I worked through lesson’s 4 statefarm notebook and had an issue with in pre-computing the output of the last convolutional layer, I’m trying to understand if it’s something I did wrong or is there a mistake in the notebook.
In the notebook the batches that are used in conv_model are with shuffle=True (default), and when I used the conv_feat (the output of the conv_model) as an input to the bn_model I got training accuracy and validation accuracy of ~10%.

I tried playing with the learning rate and some other things that didn’t help which make me think that the labels are not corresponding correctly.
I changed batches to shuffle=False, re-run everything and got ~60% training accuracy after 1 epoch.

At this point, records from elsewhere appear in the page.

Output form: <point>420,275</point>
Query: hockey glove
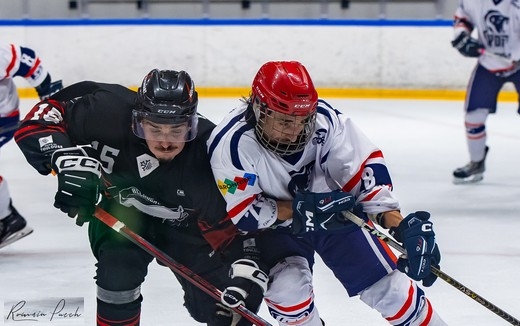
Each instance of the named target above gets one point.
<point>46,89</point>
<point>78,182</point>
<point>245,274</point>
<point>8,126</point>
<point>467,46</point>
<point>320,211</point>
<point>416,234</point>
<point>248,278</point>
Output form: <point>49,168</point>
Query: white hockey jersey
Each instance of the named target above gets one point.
<point>498,25</point>
<point>17,61</point>
<point>251,178</point>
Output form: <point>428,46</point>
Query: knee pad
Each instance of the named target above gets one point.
<point>121,268</point>
<point>290,296</point>
<point>399,300</point>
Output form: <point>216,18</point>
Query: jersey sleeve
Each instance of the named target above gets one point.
<point>462,21</point>
<point>41,133</point>
<point>21,61</point>
<point>358,166</point>
<point>85,110</point>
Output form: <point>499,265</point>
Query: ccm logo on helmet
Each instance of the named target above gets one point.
<point>166,111</point>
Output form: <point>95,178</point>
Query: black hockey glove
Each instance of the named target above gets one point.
<point>467,46</point>
<point>78,182</point>
<point>321,211</point>
<point>248,279</point>
<point>416,234</point>
<point>8,126</point>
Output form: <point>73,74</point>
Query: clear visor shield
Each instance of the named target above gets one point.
<point>157,127</point>
<point>282,134</point>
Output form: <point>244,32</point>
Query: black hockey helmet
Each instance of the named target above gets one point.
<point>166,97</point>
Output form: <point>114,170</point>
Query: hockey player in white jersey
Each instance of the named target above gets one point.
<point>16,61</point>
<point>286,160</point>
<point>497,46</point>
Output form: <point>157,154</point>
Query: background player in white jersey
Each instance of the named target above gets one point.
<point>498,50</point>
<point>15,61</point>
<point>284,156</point>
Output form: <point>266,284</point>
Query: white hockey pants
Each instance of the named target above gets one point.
<point>400,301</point>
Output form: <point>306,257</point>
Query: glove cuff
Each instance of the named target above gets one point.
<point>248,269</point>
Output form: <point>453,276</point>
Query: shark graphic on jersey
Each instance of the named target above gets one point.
<point>133,197</point>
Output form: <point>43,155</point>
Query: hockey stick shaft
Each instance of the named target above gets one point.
<point>445,277</point>
<point>176,267</point>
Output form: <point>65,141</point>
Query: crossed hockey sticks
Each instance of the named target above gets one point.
<point>445,277</point>
<point>178,268</point>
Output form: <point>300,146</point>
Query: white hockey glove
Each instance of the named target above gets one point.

So, is there a mistake in the notebook and the batches must not be shuffled when pre-computing an output of intermediate level? or did I miss something?


(Matthijs Jansen) #2

Hey @Kagan,

When precomputing outputs you should not shuffle the input of your conv layers because that would mess up the alignment between your labels and conv-output.
The 10% you see is actually “Random” output (as I believe there are 10 classes?)

A similar thing goes for data augmentation, you can only do data augmentation if you save the corresponding labels in the correct order, so that each conv-output corresponds to a correct label.

I guess you did not miss a thing!
Please correct me if I did though…

grts


(David Kagan) #3

Thanks for your replay @MPJ.

It probably will be a good idea if someone who can edit the notebook for statefarm will make this adjustment:
add:
batches = get_batches(path+'train', batch_size=batch_size, shuffle=False)

in a cell after:
ln [15]: conv_model = Sequential(conv_layers)


(Matthijs Jansen) #4

Hi @Kagan

No problem, you could file a pull request with the github repository to get this fixed!